In the last hundred years, particle physicists have developed a fine-grained understanding of how the building blocks that make up the universe fit together, called the Standard Model. The concrete and steel are basic particles like protons, neutrons, and electrons, and the energies that weld them together are divided into three or four forces: strong, electromagnetic, weak, and sometimes gravity. Testing shows that the Standard Model is very accurate, but it’s not quite perfect. In building construction each trade needs to know enough about the other’s work to make the parts match up, but the best work is done by specialists – welders, bricklayers, plumbers. In particle physics the theoreticians who specialize in the nucleus of atoms are those that work with the strong force.
It’s those particles bunched in the nucleus that produce the fireworks in the pictures that result from supercolliders pushing them around and into one another. Analyzing those flashy displays helps scientists determine what the Model has right and what still needs refining. One thing is certain: a big job like the universe and everything in it needs to be broken down into pieces that a scientist, or a team of them, can get their arms around.

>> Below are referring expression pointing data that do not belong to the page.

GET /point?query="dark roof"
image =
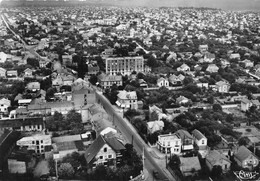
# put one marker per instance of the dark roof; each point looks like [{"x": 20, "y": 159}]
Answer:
[
  {"x": 243, "y": 153},
  {"x": 94, "y": 148},
  {"x": 184, "y": 134},
  {"x": 92, "y": 151},
  {"x": 197, "y": 134},
  {"x": 115, "y": 144}
]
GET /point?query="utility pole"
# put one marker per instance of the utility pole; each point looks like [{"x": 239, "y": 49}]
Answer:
[
  {"x": 132, "y": 140},
  {"x": 56, "y": 168}
]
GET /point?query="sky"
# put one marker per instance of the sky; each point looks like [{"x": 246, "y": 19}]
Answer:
[
  {"x": 241, "y": 5},
  {"x": 223, "y": 4}
]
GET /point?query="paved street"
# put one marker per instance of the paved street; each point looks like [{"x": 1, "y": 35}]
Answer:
[{"x": 128, "y": 131}]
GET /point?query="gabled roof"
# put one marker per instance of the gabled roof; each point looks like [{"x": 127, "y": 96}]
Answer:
[
  {"x": 183, "y": 134},
  {"x": 114, "y": 143},
  {"x": 189, "y": 163},
  {"x": 127, "y": 95},
  {"x": 94, "y": 148},
  {"x": 216, "y": 157},
  {"x": 197, "y": 134},
  {"x": 243, "y": 153}
]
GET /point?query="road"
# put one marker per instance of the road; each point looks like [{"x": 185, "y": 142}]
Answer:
[{"x": 128, "y": 132}]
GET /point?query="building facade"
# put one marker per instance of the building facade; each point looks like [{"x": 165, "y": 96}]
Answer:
[
  {"x": 124, "y": 65},
  {"x": 35, "y": 142},
  {"x": 169, "y": 143}
]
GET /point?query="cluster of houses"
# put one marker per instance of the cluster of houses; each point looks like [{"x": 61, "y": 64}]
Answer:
[{"x": 182, "y": 141}]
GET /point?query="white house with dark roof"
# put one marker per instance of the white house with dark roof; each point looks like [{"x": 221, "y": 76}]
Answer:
[
  {"x": 222, "y": 86},
  {"x": 186, "y": 139},
  {"x": 2, "y": 72},
  {"x": 189, "y": 166},
  {"x": 212, "y": 68},
  {"x": 154, "y": 126},
  {"x": 200, "y": 139},
  {"x": 245, "y": 158},
  {"x": 215, "y": 158},
  {"x": 106, "y": 151},
  {"x": 162, "y": 82},
  {"x": 106, "y": 81},
  {"x": 127, "y": 100},
  {"x": 4, "y": 104},
  {"x": 184, "y": 68},
  {"x": 169, "y": 143}
]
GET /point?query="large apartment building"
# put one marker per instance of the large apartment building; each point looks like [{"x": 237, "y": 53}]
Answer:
[{"x": 124, "y": 65}]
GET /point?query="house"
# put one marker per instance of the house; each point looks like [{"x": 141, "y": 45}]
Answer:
[
  {"x": 156, "y": 113},
  {"x": 142, "y": 83},
  {"x": 209, "y": 57},
  {"x": 200, "y": 139},
  {"x": 224, "y": 148},
  {"x": 246, "y": 104},
  {"x": 154, "y": 126},
  {"x": 162, "y": 82},
  {"x": 215, "y": 158},
  {"x": 234, "y": 56},
  {"x": 104, "y": 150},
  {"x": 67, "y": 59},
  {"x": 212, "y": 68},
  {"x": 23, "y": 124},
  {"x": 36, "y": 142},
  {"x": 222, "y": 87},
  {"x": 93, "y": 69},
  {"x": 3, "y": 57},
  {"x": 248, "y": 63},
  {"x": 127, "y": 100},
  {"x": 174, "y": 80},
  {"x": 182, "y": 100},
  {"x": 169, "y": 143},
  {"x": 2, "y": 72},
  {"x": 106, "y": 81},
  {"x": 33, "y": 86},
  {"x": 183, "y": 68},
  {"x": 186, "y": 139},
  {"x": 245, "y": 158},
  {"x": 68, "y": 147},
  {"x": 4, "y": 104},
  {"x": 8, "y": 139},
  {"x": 189, "y": 166},
  {"x": 12, "y": 73},
  {"x": 203, "y": 48},
  {"x": 28, "y": 72}
]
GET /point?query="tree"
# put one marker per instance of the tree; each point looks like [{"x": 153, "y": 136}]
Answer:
[
  {"x": 66, "y": 170},
  {"x": 243, "y": 141},
  {"x": 216, "y": 171},
  {"x": 75, "y": 122},
  {"x": 174, "y": 162},
  {"x": 216, "y": 108},
  {"x": 33, "y": 62},
  {"x": 55, "y": 122}
]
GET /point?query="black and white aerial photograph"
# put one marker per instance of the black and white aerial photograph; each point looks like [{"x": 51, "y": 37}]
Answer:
[{"x": 129, "y": 90}]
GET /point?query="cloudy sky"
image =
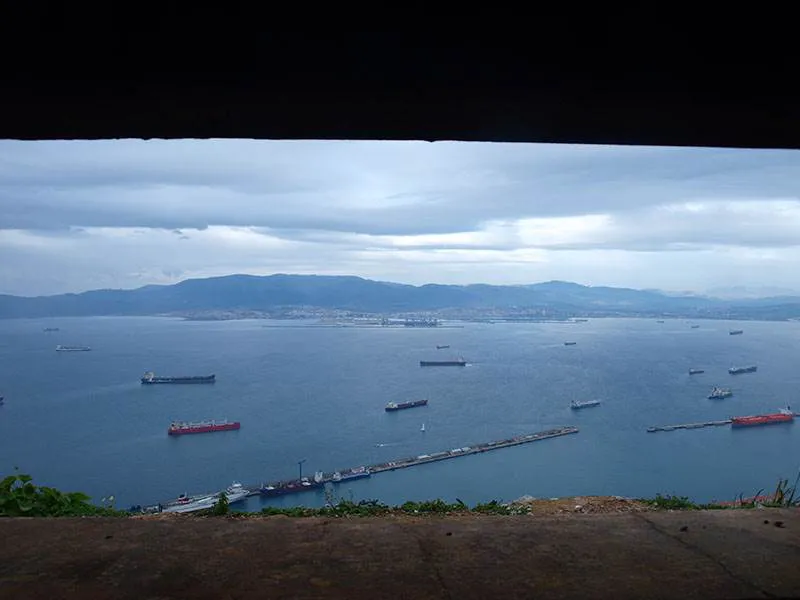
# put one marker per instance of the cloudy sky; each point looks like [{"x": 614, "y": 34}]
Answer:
[{"x": 121, "y": 214}]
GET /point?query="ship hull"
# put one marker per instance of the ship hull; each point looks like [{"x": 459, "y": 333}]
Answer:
[
  {"x": 205, "y": 429},
  {"x": 742, "y": 371},
  {"x": 586, "y": 405},
  {"x": 406, "y": 405},
  {"x": 352, "y": 477},
  {"x": 289, "y": 489},
  {"x": 165, "y": 380},
  {"x": 442, "y": 363},
  {"x": 755, "y": 421}
]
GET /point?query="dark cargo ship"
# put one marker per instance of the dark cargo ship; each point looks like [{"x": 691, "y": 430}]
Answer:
[
  {"x": 443, "y": 363},
  {"x": 392, "y": 406},
  {"x": 150, "y": 378}
]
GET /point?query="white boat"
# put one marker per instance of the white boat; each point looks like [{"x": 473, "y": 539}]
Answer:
[
  {"x": 576, "y": 404},
  {"x": 234, "y": 493}
]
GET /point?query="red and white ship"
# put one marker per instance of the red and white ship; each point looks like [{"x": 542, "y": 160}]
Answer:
[
  {"x": 785, "y": 415},
  {"x": 181, "y": 428}
]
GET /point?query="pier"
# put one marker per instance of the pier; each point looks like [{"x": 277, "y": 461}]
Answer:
[
  {"x": 689, "y": 426},
  {"x": 282, "y": 488},
  {"x": 304, "y": 484}
]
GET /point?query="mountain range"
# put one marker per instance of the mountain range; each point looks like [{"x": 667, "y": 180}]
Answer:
[{"x": 270, "y": 294}]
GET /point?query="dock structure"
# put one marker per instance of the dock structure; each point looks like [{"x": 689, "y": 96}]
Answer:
[
  {"x": 423, "y": 459},
  {"x": 301, "y": 485},
  {"x": 690, "y": 426}
]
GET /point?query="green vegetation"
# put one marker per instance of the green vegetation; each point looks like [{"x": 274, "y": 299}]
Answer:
[
  {"x": 784, "y": 496},
  {"x": 21, "y": 498}
]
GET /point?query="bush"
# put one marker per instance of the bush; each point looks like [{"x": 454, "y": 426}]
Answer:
[{"x": 21, "y": 498}]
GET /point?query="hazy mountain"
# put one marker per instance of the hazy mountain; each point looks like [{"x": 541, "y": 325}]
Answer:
[{"x": 252, "y": 293}]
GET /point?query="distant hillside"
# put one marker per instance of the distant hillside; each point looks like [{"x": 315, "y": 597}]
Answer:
[{"x": 252, "y": 293}]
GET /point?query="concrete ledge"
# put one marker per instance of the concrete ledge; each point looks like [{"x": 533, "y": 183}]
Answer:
[{"x": 691, "y": 554}]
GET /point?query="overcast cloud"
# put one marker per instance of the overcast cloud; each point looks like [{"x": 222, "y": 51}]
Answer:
[{"x": 84, "y": 215}]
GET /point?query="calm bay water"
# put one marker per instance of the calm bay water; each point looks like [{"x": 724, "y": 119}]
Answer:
[{"x": 82, "y": 421}]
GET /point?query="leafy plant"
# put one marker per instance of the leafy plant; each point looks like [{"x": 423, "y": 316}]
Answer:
[{"x": 19, "y": 497}]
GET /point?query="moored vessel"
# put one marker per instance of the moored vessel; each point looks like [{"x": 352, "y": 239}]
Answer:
[
  {"x": 443, "y": 363},
  {"x": 233, "y": 493},
  {"x": 392, "y": 406},
  {"x": 785, "y": 415},
  {"x": 740, "y": 370},
  {"x": 357, "y": 473},
  {"x": 291, "y": 487},
  {"x": 151, "y": 378},
  {"x": 182, "y": 428},
  {"x": 578, "y": 404}
]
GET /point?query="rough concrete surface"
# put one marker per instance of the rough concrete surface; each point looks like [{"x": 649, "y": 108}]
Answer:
[{"x": 686, "y": 554}]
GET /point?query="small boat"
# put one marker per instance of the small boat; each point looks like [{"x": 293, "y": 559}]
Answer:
[
  {"x": 740, "y": 370},
  {"x": 443, "y": 363},
  {"x": 392, "y": 406},
  {"x": 357, "y": 473},
  {"x": 233, "y": 493},
  {"x": 577, "y": 404}
]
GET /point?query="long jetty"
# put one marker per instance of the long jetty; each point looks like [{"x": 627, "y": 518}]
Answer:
[
  {"x": 297, "y": 485},
  {"x": 689, "y": 426}
]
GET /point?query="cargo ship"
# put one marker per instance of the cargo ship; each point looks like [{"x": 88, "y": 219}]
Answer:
[
  {"x": 720, "y": 393},
  {"x": 357, "y": 473},
  {"x": 443, "y": 363},
  {"x": 785, "y": 415},
  {"x": 293, "y": 487},
  {"x": 233, "y": 493},
  {"x": 410, "y": 404},
  {"x": 578, "y": 404},
  {"x": 180, "y": 428},
  {"x": 152, "y": 378},
  {"x": 740, "y": 370}
]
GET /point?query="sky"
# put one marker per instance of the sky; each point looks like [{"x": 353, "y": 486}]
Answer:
[{"x": 79, "y": 215}]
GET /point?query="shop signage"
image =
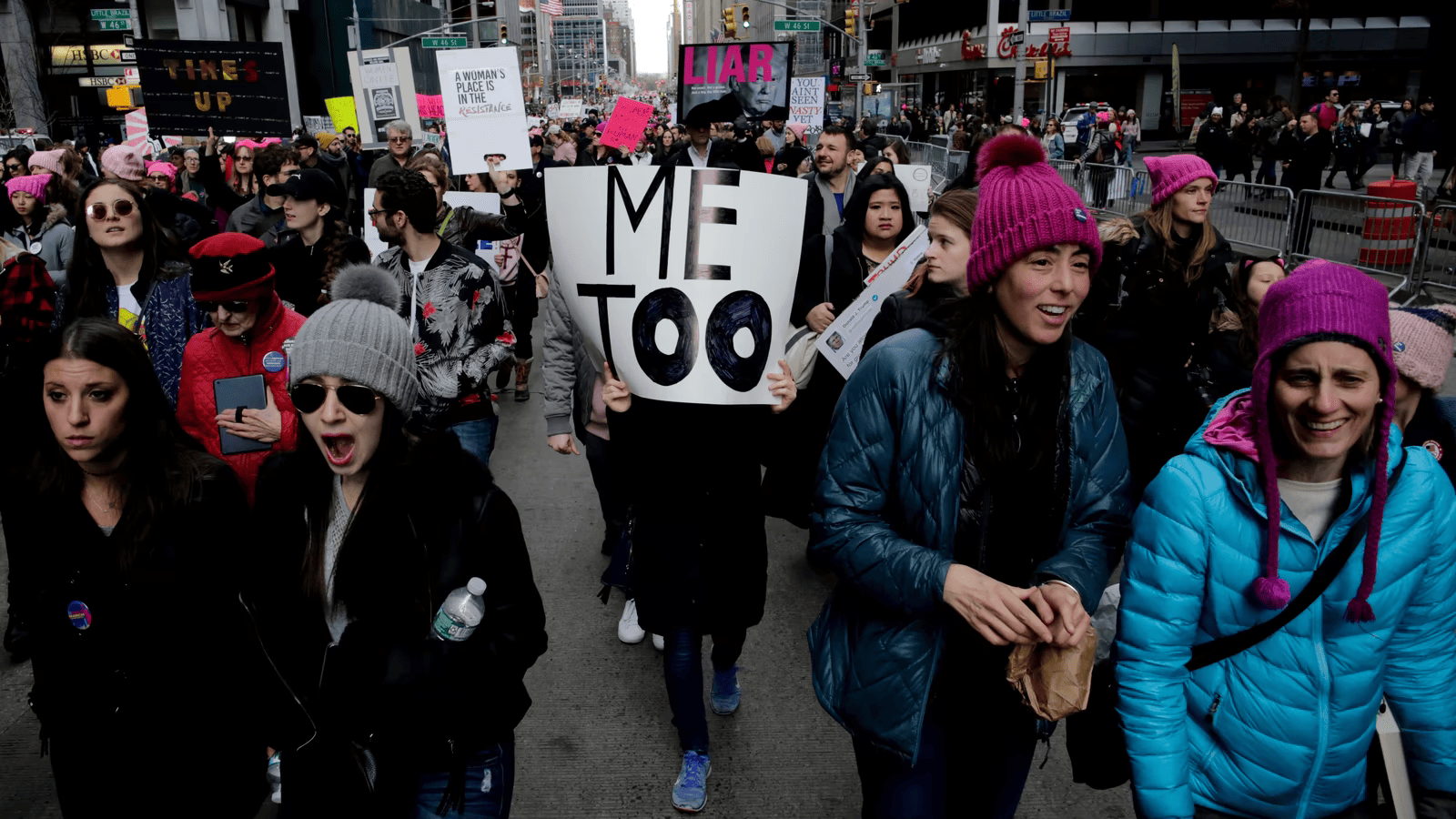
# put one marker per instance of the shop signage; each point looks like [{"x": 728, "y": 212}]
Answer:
[{"x": 1006, "y": 47}]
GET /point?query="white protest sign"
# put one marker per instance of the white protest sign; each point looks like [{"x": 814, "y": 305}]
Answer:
[
  {"x": 807, "y": 102},
  {"x": 480, "y": 91},
  {"x": 682, "y": 278},
  {"x": 488, "y": 203},
  {"x": 844, "y": 339},
  {"x": 917, "y": 181}
]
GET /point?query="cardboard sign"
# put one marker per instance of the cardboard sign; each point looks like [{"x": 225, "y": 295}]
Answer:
[
  {"x": 341, "y": 111},
  {"x": 917, "y": 181},
  {"x": 739, "y": 79},
  {"x": 807, "y": 102},
  {"x": 628, "y": 120},
  {"x": 484, "y": 106},
  {"x": 488, "y": 203},
  {"x": 682, "y": 278},
  {"x": 844, "y": 339},
  {"x": 194, "y": 85}
]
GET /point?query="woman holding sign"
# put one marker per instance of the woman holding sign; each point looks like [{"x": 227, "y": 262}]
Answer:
[
  {"x": 973, "y": 496},
  {"x": 699, "y": 552}
]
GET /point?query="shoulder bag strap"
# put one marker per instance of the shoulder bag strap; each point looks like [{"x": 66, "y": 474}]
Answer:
[{"x": 1230, "y": 644}]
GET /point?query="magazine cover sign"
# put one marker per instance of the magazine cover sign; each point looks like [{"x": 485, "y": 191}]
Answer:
[
  {"x": 749, "y": 79},
  {"x": 194, "y": 85},
  {"x": 669, "y": 274}
]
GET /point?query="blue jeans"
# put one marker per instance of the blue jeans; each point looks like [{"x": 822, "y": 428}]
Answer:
[
  {"x": 478, "y": 438},
  {"x": 683, "y": 672},
  {"x": 973, "y": 763},
  {"x": 490, "y": 777}
]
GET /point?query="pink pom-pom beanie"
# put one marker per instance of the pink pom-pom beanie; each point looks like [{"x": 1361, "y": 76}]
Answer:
[
  {"x": 1171, "y": 174},
  {"x": 1024, "y": 206},
  {"x": 1317, "y": 302}
]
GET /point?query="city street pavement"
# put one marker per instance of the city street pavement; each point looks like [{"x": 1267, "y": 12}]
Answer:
[{"x": 599, "y": 741}]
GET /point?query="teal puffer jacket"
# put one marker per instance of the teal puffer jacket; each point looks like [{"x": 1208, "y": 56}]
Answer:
[
  {"x": 1281, "y": 729},
  {"x": 885, "y": 515}
]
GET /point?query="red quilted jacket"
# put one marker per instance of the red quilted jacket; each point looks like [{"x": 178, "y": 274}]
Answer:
[{"x": 213, "y": 356}]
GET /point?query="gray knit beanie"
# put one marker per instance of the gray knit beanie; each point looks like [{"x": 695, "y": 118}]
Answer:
[{"x": 360, "y": 337}]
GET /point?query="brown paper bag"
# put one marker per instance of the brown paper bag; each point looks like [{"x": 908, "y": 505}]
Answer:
[{"x": 1055, "y": 682}]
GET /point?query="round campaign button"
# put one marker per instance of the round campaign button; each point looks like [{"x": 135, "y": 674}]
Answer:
[{"x": 79, "y": 614}]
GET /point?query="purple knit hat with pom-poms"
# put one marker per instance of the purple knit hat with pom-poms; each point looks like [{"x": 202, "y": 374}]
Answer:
[
  {"x": 1024, "y": 206},
  {"x": 1322, "y": 299}
]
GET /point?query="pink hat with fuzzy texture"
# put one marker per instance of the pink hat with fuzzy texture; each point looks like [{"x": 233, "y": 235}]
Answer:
[
  {"x": 47, "y": 159},
  {"x": 1423, "y": 341},
  {"x": 1322, "y": 299},
  {"x": 34, "y": 184},
  {"x": 1171, "y": 174},
  {"x": 1024, "y": 206},
  {"x": 126, "y": 162}
]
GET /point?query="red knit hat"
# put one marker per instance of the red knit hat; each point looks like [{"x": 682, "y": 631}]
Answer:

Assistant Professor Raúl Briceño joined the Nuclear Physics Group faculty here at UC Berkeley in 2023. He’s wanted to wrestle with the origins of matter since high school. He lived in Caracas in a traditionally Catholic family, lawyers and economists, and went through the usual teenage disenchantment with what he’d been taught. A new aspiration was revealed to him by Carl Sagan’s COSMOS series and his science teachers. Here was an origin story that did not disappoint. His parents could not say the same about Venezuelan president Hugo Chavez, and they made the difficult decision to move to Florida. Briceño finished high school and college there, then went to the University of Washington for grad school. He then spent close to ten years working and teaching in the Navy town of Norfolk, VA as a professor at Old Dominion University (ODU) and a researcher at the Jefferson Lab collider facility. (ODU and the Jefferson Lab have an arrangement similar to the one between Berkeley and LBNL.)
Over this time Briceño grew from an apprentice to a yeoman and finally to a master at a particular specialty: Lattice Quantum Chromo-Dynamics. (LQCD). Let’s unpack what that means:
By the 1950s researchers realized that protons and neutrons, contrary to what we said above, are not fundamental particles. They are made of even smaller particles that are labeled with names like quarks and hadrons, and later bosons and gluons, and even later each of these is found to come in several versions, and each has its own evil twin antiparticle too. The discovery of the Higgs boson in 2012 now seems to be the last piece of the Standard Model puzzle.
When we get down to such tiny critters the distinction our languages make between matter and energy starts to break down, the way the “is light a wave or a particle?” conundrum (it’s both, btw) makes other specialists talk in terms of photons and excitons—the descriptions are kinda sorta true and they are definitely useful. This is called heuristics.
Break a continuous phenomenon down into pieces and each piece can be handled more easily – this is what the Quantum means: If you examine the flows and waves and changes of our willowy world as though it was separate frames in a movie, you can figure out a Quantum Field Theory (QFT) that will improve our understanding of what’s going on out there. (Hopefully.)